Do not make your customer think, “Did I click on the right thing?” or “What the hell am I supposed to do next?” or “Huh?” In fact, if you can avoid making your customer think at all, that’s even better. Create as seamless an experience as you can from where they came from to where they end up.

Consider this in a banner ad context. If you’re advertising on IttyBiz and your ad reads “Click here for the best fucking fan socks ever!” with a picture of, say, fan socks, your landing page should look the same. Same copy, same picture, same color scheme as the ad. Either make them feel like they’ve never left the original site or actively welcome them from the original site in your copy.

“Welcome to the super secret IttyBiz reader discount page! (Shh. Don’t Tell. It’s SUPER secret.)”

Not exactly the best line of copy ever written, but it’s a shitload better than “Click here for men’s socks”.

Reader Comments (9)

  1. Naomi, great article. I’ll get straight to the point. I know you stopped selling your SEO book, but I’m willing to give my left testicle for a copy!

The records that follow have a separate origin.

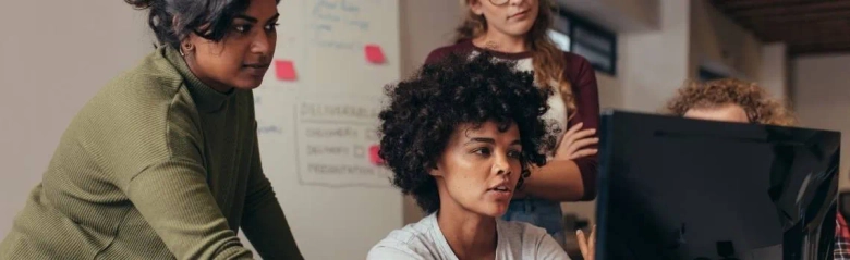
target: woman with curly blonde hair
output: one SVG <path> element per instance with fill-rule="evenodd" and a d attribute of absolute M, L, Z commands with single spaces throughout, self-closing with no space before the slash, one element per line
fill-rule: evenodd
<path fill-rule="evenodd" d="M 667 102 L 665 110 L 667 114 L 695 120 L 780 126 L 792 126 L 797 123 L 782 101 L 772 98 L 755 83 L 734 78 L 706 83 L 689 82 Z M 593 227 L 590 238 L 579 233 L 576 239 L 583 258 L 593 260 L 596 226 Z"/>
<path fill-rule="evenodd" d="M 691 82 L 679 89 L 666 108 L 689 119 L 790 126 L 796 123 L 787 106 L 769 97 L 755 83 L 722 78 Z"/>

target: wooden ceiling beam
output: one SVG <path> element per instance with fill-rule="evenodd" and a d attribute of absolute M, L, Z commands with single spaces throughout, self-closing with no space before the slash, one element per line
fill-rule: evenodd
<path fill-rule="evenodd" d="M 713 0 L 712 3 L 720 10 L 757 9 L 770 5 L 803 3 L 806 0 Z"/>
<path fill-rule="evenodd" d="M 765 16 L 790 16 L 801 13 L 833 12 L 836 10 L 850 10 L 850 1 L 810 2 L 793 5 L 770 5 L 760 9 L 730 10 L 728 14 L 733 18 L 752 18 Z"/>

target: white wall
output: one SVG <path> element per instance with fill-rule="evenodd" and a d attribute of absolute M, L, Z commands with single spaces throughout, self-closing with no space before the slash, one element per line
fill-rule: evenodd
<path fill-rule="evenodd" d="M 850 190 L 850 54 L 792 61 L 794 108 L 805 127 L 841 132 L 841 190 Z"/>
<path fill-rule="evenodd" d="M 762 44 L 708 1 L 691 0 L 691 76 L 709 65 L 732 76 L 758 81 Z"/>
<path fill-rule="evenodd" d="M 556 0 L 561 8 L 619 33 L 658 29 L 660 0 Z"/>
<path fill-rule="evenodd" d="M 762 46 L 758 84 L 774 97 L 790 99 L 788 89 L 788 51 L 782 42 Z"/>
<path fill-rule="evenodd" d="M 71 117 L 153 40 L 124 1 L 0 1 L 0 32 L 3 237 Z"/>
<path fill-rule="evenodd" d="M 624 108 L 656 112 L 688 78 L 690 1 L 661 0 L 660 27 L 620 35 Z"/>

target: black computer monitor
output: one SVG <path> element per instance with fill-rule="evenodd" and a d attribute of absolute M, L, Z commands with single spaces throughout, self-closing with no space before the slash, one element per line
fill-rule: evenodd
<path fill-rule="evenodd" d="M 596 259 L 831 259 L 840 133 L 605 111 Z"/>

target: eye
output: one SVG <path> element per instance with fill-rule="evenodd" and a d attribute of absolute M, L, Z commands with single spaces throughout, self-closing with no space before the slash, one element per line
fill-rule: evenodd
<path fill-rule="evenodd" d="M 511 151 L 508 152 L 508 157 L 513 158 L 513 159 L 520 159 L 520 158 L 522 158 L 522 152 L 518 151 L 518 150 L 511 150 Z"/>
<path fill-rule="evenodd" d="M 235 25 L 235 26 L 233 26 L 233 29 L 239 32 L 239 33 L 243 33 L 244 34 L 244 33 L 251 32 L 251 25 L 248 25 L 248 24 Z"/>
<path fill-rule="evenodd" d="M 277 32 L 278 30 L 278 25 L 280 25 L 280 24 L 279 23 L 274 23 L 274 24 L 266 25 L 266 30 L 268 30 L 268 32 Z"/>
<path fill-rule="evenodd" d="M 490 148 L 487 148 L 487 147 L 477 148 L 475 150 L 472 150 L 472 152 L 475 153 L 475 154 L 485 156 L 485 157 L 489 156 L 490 153 L 493 153 Z"/>

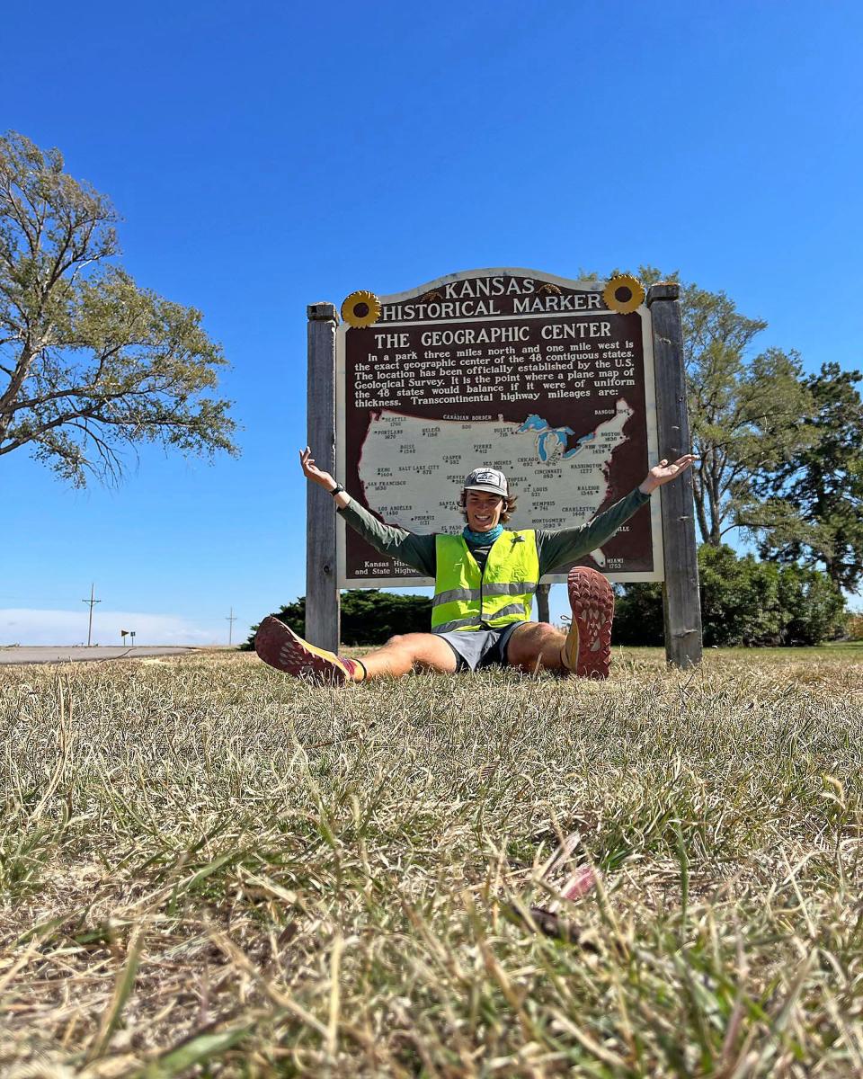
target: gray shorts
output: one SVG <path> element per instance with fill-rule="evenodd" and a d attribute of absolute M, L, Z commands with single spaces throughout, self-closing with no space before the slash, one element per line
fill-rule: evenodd
<path fill-rule="evenodd" d="M 466 629 L 462 632 L 435 633 L 435 637 L 442 638 L 455 653 L 457 671 L 476 671 L 481 667 L 505 667 L 506 646 L 512 630 L 525 625 L 524 622 L 511 622 L 501 629 Z"/>

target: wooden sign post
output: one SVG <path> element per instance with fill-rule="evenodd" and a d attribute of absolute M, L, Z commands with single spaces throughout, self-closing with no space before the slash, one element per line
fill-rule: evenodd
<path fill-rule="evenodd" d="M 319 468 L 335 475 L 335 327 L 332 303 L 312 303 L 309 316 L 306 438 Z M 305 639 L 339 651 L 335 507 L 317 483 L 305 496 Z"/>
<path fill-rule="evenodd" d="M 683 364 L 680 285 L 666 282 L 647 291 L 654 339 L 659 456 L 675 461 L 689 452 L 686 372 Z M 662 583 L 666 659 L 675 667 L 701 660 L 701 603 L 695 540 L 693 474 L 659 489 L 662 506 Z"/>

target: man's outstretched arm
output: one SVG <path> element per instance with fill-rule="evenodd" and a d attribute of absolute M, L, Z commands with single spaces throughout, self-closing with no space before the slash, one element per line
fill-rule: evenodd
<path fill-rule="evenodd" d="M 340 486 L 329 473 L 317 467 L 307 446 L 304 450 L 300 450 L 300 465 L 305 478 L 317 483 L 318 487 L 323 487 L 329 494 L 332 494 Z M 375 550 L 382 555 L 388 555 L 391 558 L 400 559 L 407 565 L 422 573 L 423 576 L 435 576 L 434 536 L 414 535 L 413 532 L 408 532 L 395 524 L 384 524 L 353 500 L 345 490 L 333 494 L 332 501 L 351 528 L 358 532 Z"/>
<path fill-rule="evenodd" d="M 691 453 L 684 454 L 673 464 L 663 459 L 647 473 L 633 491 L 613 506 L 608 506 L 587 524 L 538 533 L 540 575 L 551 573 L 557 566 L 574 562 L 601 547 L 636 510 L 647 504 L 650 494 L 658 487 L 682 476 L 696 460 Z"/>

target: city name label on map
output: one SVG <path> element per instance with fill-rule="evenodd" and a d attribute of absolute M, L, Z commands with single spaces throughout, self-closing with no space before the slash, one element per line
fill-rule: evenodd
<path fill-rule="evenodd" d="M 382 297 L 337 343 L 337 459 L 362 505 L 411 532 L 460 532 L 464 477 L 502 468 L 510 528 L 587 523 L 657 460 L 650 318 L 609 311 L 603 282 L 467 271 Z M 580 560 L 661 581 L 658 500 Z M 564 581 L 569 566 L 544 578 Z M 430 584 L 341 529 L 340 587 Z"/>

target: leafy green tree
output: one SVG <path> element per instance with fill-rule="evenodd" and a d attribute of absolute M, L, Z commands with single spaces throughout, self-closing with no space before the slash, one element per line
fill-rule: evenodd
<path fill-rule="evenodd" d="M 305 597 L 288 603 L 273 614 L 302 636 L 305 632 Z M 397 633 L 427 633 L 432 626 L 432 598 L 428 596 L 382 592 L 361 588 L 342 592 L 342 644 L 383 644 Z M 251 633 L 241 651 L 255 647 Z"/>
<path fill-rule="evenodd" d="M 843 371 L 835 363 L 805 380 L 818 441 L 761 477 L 767 528 L 761 515 L 751 515 L 763 558 L 821 563 L 834 585 L 849 591 L 863 582 L 861 380 L 861 371 Z"/>
<path fill-rule="evenodd" d="M 679 281 L 650 265 L 635 275 L 645 286 Z M 723 291 L 685 283 L 681 317 L 691 451 L 700 459 L 693 468 L 696 520 L 701 540 L 718 547 L 756 516 L 768 531 L 773 517 L 787 520 L 787 507 L 769 507 L 771 516 L 761 505 L 759 479 L 812 446 L 818 433 L 808 422 L 812 401 L 799 357 L 779 349 L 752 354 L 766 322 L 743 315 Z"/>
<path fill-rule="evenodd" d="M 739 558 L 726 544 L 698 551 L 704 644 L 803 645 L 840 637 L 845 600 L 818 570 Z M 660 585 L 628 585 L 617 600 L 618 644 L 662 643 Z"/>
<path fill-rule="evenodd" d="M 0 138 L 0 455 L 29 447 L 79 487 L 119 479 L 124 446 L 236 453 L 220 347 L 112 261 L 117 221 L 59 151 Z"/>

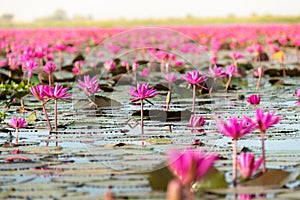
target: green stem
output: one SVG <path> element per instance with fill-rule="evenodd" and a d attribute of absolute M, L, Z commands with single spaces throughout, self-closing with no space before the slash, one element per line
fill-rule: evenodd
<path fill-rule="evenodd" d="M 267 171 L 267 169 L 266 169 L 266 153 L 265 153 L 265 131 L 261 131 L 260 136 L 261 136 L 261 151 L 262 151 L 262 158 L 263 158 L 262 172 L 265 173 Z"/>
<path fill-rule="evenodd" d="M 236 187 L 236 174 L 237 174 L 237 139 L 233 139 L 233 158 L 232 158 L 232 179 L 233 186 Z"/>
<path fill-rule="evenodd" d="M 57 99 L 54 100 L 54 127 L 56 132 L 57 131 Z"/>
<path fill-rule="evenodd" d="M 196 103 L 196 85 L 193 85 L 193 105 L 192 105 L 192 112 L 195 112 L 195 103 Z"/>
<path fill-rule="evenodd" d="M 44 115 L 45 115 L 45 118 L 46 118 L 46 121 L 47 121 L 49 130 L 52 131 L 52 126 L 51 126 L 51 123 L 50 123 L 50 121 L 49 121 L 49 117 L 48 117 L 48 114 L 47 114 L 47 110 L 46 110 L 46 108 L 45 108 L 45 102 L 42 102 L 42 107 L 43 107 L 43 112 L 44 112 Z"/>

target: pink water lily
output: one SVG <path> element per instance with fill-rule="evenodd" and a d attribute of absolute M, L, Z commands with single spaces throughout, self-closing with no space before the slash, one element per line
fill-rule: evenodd
<path fill-rule="evenodd" d="M 19 129 L 20 128 L 25 128 L 27 126 L 26 125 L 26 119 L 24 119 L 22 117 L 20 117 L 20 118 L 13 117 L 10 120 L 9 126 L 16 130 L 16 144 L 18 144 L 18 142 L 19 142 Z"/>
<path fill-rule="evenodd" d="M 237 76 L 238 74 L 237 74 L 237 69 L 234 65 L 228 65 L 225 68 L 226 68 L 226 74 L 228 75 L 228 81 L 225 88 L 225 91 L 227 92 L 230 86 L 232 76 Z"/>
<path fill-rule="evenodd" d="M 280 120 L 283 119 L 280 116 L 275 116 L 275 111 L 267 111 L 264 113 L 261 109 L 256 109 L 255 117 L 257 121 L 257 128 L 262 132 L 266 132 L 269 127 L 277 124 Z"/>
<path fill-rule="evenodd" d="M 45 104 L 50 100 L 50 93 L 52 90 L 53 88 L 49 85 L 36 85 L 30 88 L 31 93 L 42 102 L 43 112 L 50 131 L 52 131 L 52 126 L 49 121 Z"/>
<path fill-rule="evenodd" d="M 243 116 L 242 119 L 238 120 L 237 117 L 232 117 L 228 119 L 228 122 L 220 121 L 217 123 L 217 129 L 225 136 L 233 138 L 232 146 L 232 177 L 233 185 L 236 186 L 237 178 L 237 140 L 244 135 L 252 132 L 256 127 L 256 124 L 249 117 Z"/>
<path fill-rule="evenodd" d="M 239 121 L 237 117 L 228 119 L 228 122 L 220 121 L 217 123 L 217 129 L 225 136 L 233 139 L 238 139 L 252 132 L 256 127 L 254 121 L 246 116 L 243 116 Z"/>
<path fill-rule="evenodd" d="M 259 94 L 252 94 L 248 99 L 247 102 L 251 105 L 259 105 L 260 103 L 260 96 Z"/>
<path fill-rule="evenodd" d="M 169 169 L 188 188 L 203 178 L 218 159 L 217 155 L 193 149 L 186 149 L 184 152 L 171 150 L 167 155 Z"/>
<path fill-rule="evenodd" d="M 53 83 L 53 75 L 52 73 L 56 70 L 56 64 L 54 62 L 47 62 L 44 66 L 44 71 L 48 74 L 49 85 L 51 86 Z"/>
<path fill-rule="evenodd" d="M 266 155 L 265 155 L 265 134 L 266 130 L 277 124 L 283 118 L 280 116 L 275 116 L 275 112 L 270 113 L 267 111 L 264 113 L 261 109 L 256 109 L 255 113 L 256 122 L 257 122 L 257 129 L 260 130 L 261 142 L 262 142 L 262 157 L 263 157 L 263 172 L 266 172 Z"/>
<path fill-rule="evenodd" d="M 190 122 L 187 126 L 201 127 L 205 124 L 205 119 L 202 116 L 191 115 Z"/>
<path fill-rule="evenodd" d="M 134 98 L 130 99 L 132 102 L 136 102 L 138 100 L 141 101 L 141 133 L 143 135 L 144 134 L 144 103 L 143 103 L 143 100 L 145 99 L 146 101 L 148 101 L 147 100 L 148 98 L 155 97 L 156 95 L 158 95 L 158 92 L 156 92 L 156 89 L 154 89 L 154 88 L 150 89 L 149 84 L 137 83 L 137 89 L 131 87 L 129 94 L 134 96 Z"/>
<path fill-rule="evenodd" d="M 177 80 L 177 76 L 175 74 L 167 74 L 165 75 L 165 79 L 169 82 L 169 83 L 173 83 Z"/>
<path fill-rule="evenodd" d="M 198 71 L 187 72 L 182 78 L 192 85 L 199 85 L 207 79 L 205 75 L 201 76 Z"/>
<path fill-rule="evenodd" d="M 33 59 L 25 61 L 24 68 L 25 68 L 25 70 L 27 70 L 27 76 L 28 76 L 27 85 L 29 85 L 29 83 L 30 83 L 30 78 L 32 76 L 33 70 L 37 69 L 38 67 L 39 67 L 39 65 Z"/>
<path fill-rule="evenodd" d="M 149 88 L 149 84 L 137 84 L 137 89 L 134 87 L 130 88 L 129 94 L 134 96 L 134 98 L 131 98 L 130 100 L 132 102 L 143 100 L 147 98 L 153 98 L 155 97 L 158 92 L 154 88 Z"/>
<path fill-rule="evenodd" d="M 62 85 L 56 84 L 54 88 L 51 87 L 47 95 L 54 100 L 54 127 L 55 131 L 57 131 L 57 101 L 70 100 L 72 94 L 67 93 L 68 88 L 64 88 Z"/>
<path fill-rule="evenodd" d="M 26 127 L 26 119 L 20 117 L 13 117 L 10 120 L 9 126 L 14 129 L 25 128 Z"/>
<path fill-rule="evenodd" d="M 91 96 L 100 90 L 99 81 L 96 76 L 91 79 L 90 75 L 85 75 L 84 81 L 78 80 L 78 83 L 78 87 L 88 96 Z"/>
<path fill-rule="evenodd" d="M 237 51 L 233 51 L 233 52 L 230 52 L 230 57 L 233 59 L 233 60 L 238 60 L 242 57 L 244 57 L 244 55 L 240 52 L 237 52 Z"/>
<path fill-rule="evenodd" d="M 255 162 L 255 156 L 253 153 L 244 153 L 241 152 L 238 156 L 237 167 L 242 174 L 242 176 L 247 179 L 259 168 L 261 163 L 263 162 L 263 158 L 260 157 Z"/>
<path fill-rule="evenodd" d="M 193 104 L 192 104 L 192 112 L 195 112 L 195 103 L 196 103 L 196 85 L 201 88 L 206 89 L 200 83 L 206 81 L 206 76 L 200 76 L 198 71 L 187 72 L 186 75 L 183 75 L 182 78 L 186 80 L 189 84 L 193 85 Z"/>

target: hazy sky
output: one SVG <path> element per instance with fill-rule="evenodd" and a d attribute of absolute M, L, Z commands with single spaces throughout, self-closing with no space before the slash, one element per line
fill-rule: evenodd
<path fill-rule="evenodd" d="M 94 19 L 300 14 L 299 0 L 0 0 L 0 15 L 11 13 L 22 21 L 49 16 L 57 9 L 64 9 L 68 17 Z"/>

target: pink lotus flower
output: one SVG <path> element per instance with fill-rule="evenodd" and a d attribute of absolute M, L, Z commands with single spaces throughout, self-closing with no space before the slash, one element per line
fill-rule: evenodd
<path fill-rule="evenodd" d="M 297 89 L 295 95 L 300 98 L 300 89 Z"/>
<path fill-rule="evenodd" d="M 129 94 L 135 98 L 131 98 L 132 102 L 143 100 L 147 98 L 153 98 L 158 93 L 154 88 L 149 89 L 149 84 L 137 84 L 137 90 L 133 87 L 130 88 Z"/>
<path fill-rule="evenodd" d="M 261 142 L 262 142 L 262 157 L 263 157 L 263 172 L 266 172 L 266 155 L 265 155 L 265 133 L 266 130 L 274 124 L 277 124 L 282 117 L 275 116 L 275 112 L 269 111 L 264 113 L 261 109 L 256 109 L 256 122 L 257 128 L 260 130 Z"/>
<path fill-rule="evenodd" d="M 251 105 L 259 105 L 260 103 L 260 96 L 259 94 L 252 94 L 248 99 L 247 102 Z"/>
<path fill-rule="evenodd" d="M 257 128 L 265 132 L 269 127 L 277 124 L 283 118 L 280 116 L 275 116 L 275 111 L 270 113 L 269 111 L 264 113 L 261 109 L 256 109 L 256 121 L 257 121 Z"/>
<path fill-rule="evenodd" d="M 144 76 L 144 77 L 149 76 L 149 74 L 150 74 L 150 69 L 149 69 L 149 68 L 145 68 L 145 69 L 143 69 L 143 71 L 141 71 L 139 74 L 140 74 L 140 76 Z"/>
<path fill-rule="evenodd" d="M 249 178 L 261 165 L 263 158 L 260 157 L 256 162 L 253 153 L 241 152 L 238 156 L 237 167 L 240 170 L 242 176 Z"/>
<path fill-rule="evenodd" d="M 217 159 L 217 155 L 206 154 L 201 150 L 168 152 L 169 169 L 184 186 L 189 188 L 204 177 Z"/>
<path fill-rule="evenodd" d="M 210 58 L 210 62 L 212 63 L 212 64 L 217 64 L 217 61 L 218 61 L 218 57 L 217 56 L 213 56 L 213 57 L 211 57 Z"/>
<path fill-rule="evenodd" d="M 190 122 L 187 126 L 200 127 L 205 124 L 205 119 L 202 116 L 191 115 Z"/>
<path fill-rule="evenodd" d="M 83 89 L 84 93 L 88 96 L 91 96 L 100 90 L 99 81 L 96 76 L 91 79 L 90 75 L 85 75 L 84 82 L 82 80 L 78 80 L 78 82 L 78 87 Z"/>
<path fill-rule="evenodd" d="M 225 68 L 226 68 L 226 74 L 229 77 L 237 76 L 236 67 L 234 65 L 229 65 L 229 66 L 226 66 Z"/>
<path fill-rule="evenodd" d="M 175 74 L 166 74 L 165 78 L 169 83 L 173 83 L 177 80 L 177 76 Z"/>
<path fill-rule="evenodd" d="M 55 63 L 53 62 L 47 62 L 45 67 L 44 67 L 44 71 L 47 73 L 47 74 L 52 74 L 53 72 L 55 72 L 56 70 L 56 65 Z"/>
<path fill-rule="evenodd" d="M 104 62 L 104 68 L 106 71 L 111 71 L 116 68 L 116 63 L 113 60 L 107 60 Z"/>
<path fill-rule="evenodd" d="M 24 68 L 27 70 L 27 73 L 28 73 L 28 82 L 27 82 L 28 85 L 30 82 L 30 78 L 32 76 L 32 71 L 37 69 L 38 67 L 39 67 L 39 65 L 33 59 L 25 61 Z"/>
<path fill-rule="evenodd" d="M 225 136 L 232 137 L 237 140 L 244 135 L 252 132 L 255 129 L 256 124 L 251 118 L 243 116 L 240 122 L 237 117 L 228 119 L 228 122 L 220 121 L 217 123 L 217 129 Z"/>
<path fill-rule="evenodd" d="M 182 78 L 192 85 L 199 85 L 207 79 L 205 75 L 200 76 L 198 71 L 187 72 Z"/>
<path fill-rule="evenodd" d="M 129 65 L 129 63 L 127 61 L 122 61 L 121 62 L 121 66 L 122 67 L 126 67 L 127 65 Z"/>
<path fill-rule="evenodd" d="M 230 52 L 230 57 L 233 60 L 238 60 L 238 59 L 244 57 L 244 55 L 242 53 L 240 53 L 240 52 L 233 51 L 233 52 Z"/>
<path fill-rule="evenodd" d="M 49 85 L 36 85 L 30 88 L 31 93 L 40 101 L 48 100 L 51 90 L 53 90 L 53 88 Z"/>
<path fill-rule="evenodd" d="M 254 71 L 254 76 L 261 76 L 263 77 L 265 73 L 265 69 L 263 67 L 258 67 L 255 71 Z"/>
<path fill-rule="evenodd" d="M 26 119 L 21 118 L 21 117 L 20 118 L 13 117 L 13 118 L 11 118 L 9 126 L 14 129 L 25 128 L 26 127 Z"/>
<path fill-rule="evenodd" d="M 176 67 L 181 67 L 182 65 L 183 65 L 183 62 L 180 61 L 180 60 L 177 60 L 177 61 L 175 62 L 175 66 L 176 66 Z"/>
<path fill-rule="evenodd" d="M 221 121 L 217 123 L 217 129 L 225 136 L 233 138 L 232 146 L 232 177 L 233 185 L 236 186 L 236 177 L 237 177 L 237 140 L 238 138 L 243 137 L 244 135 L 252 132 L 255 129 L 256 124 L 252 119 L 243 116 L 240 122 L 237 117 L 229 118 L 228 123 Z"/>
<path fill-rule="evenodd" d="M 70 100 L 70 97 L 72 96 L 72 94 L 67 93 L 67 91 L 68 88 L 64 88 L 62 85 L 56 84 L 54 88 L 51 88 L 47 92 L 47 95 L 54 100 L 67 101 Z"/>
<path fill-rule="evenodd" d="M 222 67 L 217 67 L 217 65 L 214 66 L 214 68 L 210 68 L 208 73 L 213 77 L 213 78 L 222 78 L 226 76 L 226 73 L 222 71 Z"/>

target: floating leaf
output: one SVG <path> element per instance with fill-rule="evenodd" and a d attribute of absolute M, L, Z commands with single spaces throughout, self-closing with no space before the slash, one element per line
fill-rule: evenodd
<path fill-rule="evenodd" d="M 148 173 L 149 184 L 153 190 L 166 191 L 168 183 L 174 178 L 168 167 L 161 164 L 157 170 Z"/>
<path fill-rule="evenodd" d="M 30 113 L 30 115 L 26 118 L 26 122 L 33 124 L 36 120 L 36 112 L 33 111 L 32 113 Z"/>
<path fill-rule="evenodd" d="M 246 181 L 244 186 L 277 186 L 282 187 L 289 181 L 290 172 L 283 170 L 269 170 L 257 178 Z"/>
<path fill-rule="evenodd" d="M 193 185 L 193 188 L 197 190 L 227 188 L 227 182 L 225 180 L 224 173 L 221 173 L 215 167 L 212 167 L 209 172 L 203 177 L 202 180 L 198 181 Z"/>

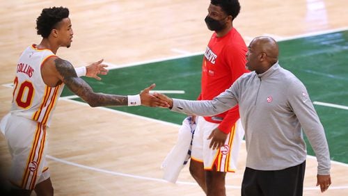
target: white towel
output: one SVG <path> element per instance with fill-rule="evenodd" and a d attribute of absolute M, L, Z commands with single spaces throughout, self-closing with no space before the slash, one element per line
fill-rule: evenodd
<path fill-rule="evenodd" d="M 196 129 L 196 123 L 192 123 L 191 117 L 188 117 L 182 121 L 179 129 L 177 141 L 162 163 L 161 168 L 164 170 L 163 179 L 175 183 L 179 173 L 191 157 L 192 137 Z"/>
<path fill-rule="evenodd" d="M 8 113 L 1 119 L 1 122 L 0 122 L 0 131 L 5 136 L 5 128 L 6 126 L 7 121 L 10 117 L 10 113 Z"/>

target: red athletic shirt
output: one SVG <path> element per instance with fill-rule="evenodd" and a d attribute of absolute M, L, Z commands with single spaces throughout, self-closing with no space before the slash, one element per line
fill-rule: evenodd
<path fill-rule="evenodd" d="M 201 92 L 198 100 L 212 100 L 230 86 L 244 73 L 247 51 L 244 40 L 232 28 L 226 35 L 217 38 L 214 32 L 205 50 L 202 65 Z M 228 133 L 239 118 L 238 106 L 205 120 L 220 123 L 219 129 Z"/>

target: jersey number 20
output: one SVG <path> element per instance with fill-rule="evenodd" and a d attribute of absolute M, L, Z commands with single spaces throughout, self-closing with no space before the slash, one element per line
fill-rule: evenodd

    I don’t care about after sales support. I don’t care about the price (shoot, mark it up a bit to punish me for being so slow to act). But reading great posts like this one and not getting a copy of your book is kinda like seeing that cute girl every day that winks at me and teases me but won’t give me her number.

    So Naomi, whaddya say? I promise I’ll call.

  2. I’ve got to get into fan socks. I don’t mean it like it sounded.

    Nobody is advertising against that term. I could be a fan sock millionaire!

    Oh, that wasn’t what this was about, was it?

  3. I WISH I had money to burn like that!!!! Every time someone clicks on that ad – the socks people are paying- and paying- and paying. You can’t be the first to not see toe socks and click away! (You wear socks but not shirts to work- Naomi, you are UNIQUE! That’s why we love you!)

    Perry Marshall once said Adsense is the most expensive advertising on the planet. With stories like this, it’s easy to see why!

  4. Karanji Kere

    You wrote a book about SEO, stopped selling it, and now post about SEO but still refuse to sell the book.
    I read your post that explains why you acted like that. But I don’t understand yet.
    Great advice.

  5. It’s simple.
    She’s a filthy marketing whore.
    Right Naomi? ;)

  6. Google Adwords is not SEO. Google Adwords is the opposite of SEO. Google Adwords = buying clicks. SEO = optimizing your site for free traffic. Two entirely different ways to get traffic.

    Although yes, Naomi *is* a filthy marketing whore.

    Anyone who wants to try out Adwords would do well to go spend the $16 or whatever on Perry Marshall’s guide to Adwords. You can just get it on Amazon, it’s an actual book, with pages &c. It will save you so much damned money and aggravation.

  7. Naomi

    Great post! So many people get so into the nuance of AdWords that they forget how many people need the basic advice. Along the same lines, I NEVER use Dynamic keyword insertion, no matter what Perry Marshall says. If your structure is well defined your ads will all be very finely targeted and you can eliminate a lot of traffic that way. Also, I suggest ignoring Click through rate in favor of conversion rate. I often use language in my ads that disqualify people who are less likely to take the action I want.

  8. “Not exactly… shitload better than…”

    Please never stop saying it like it is. I just love your turn of phase, priceless!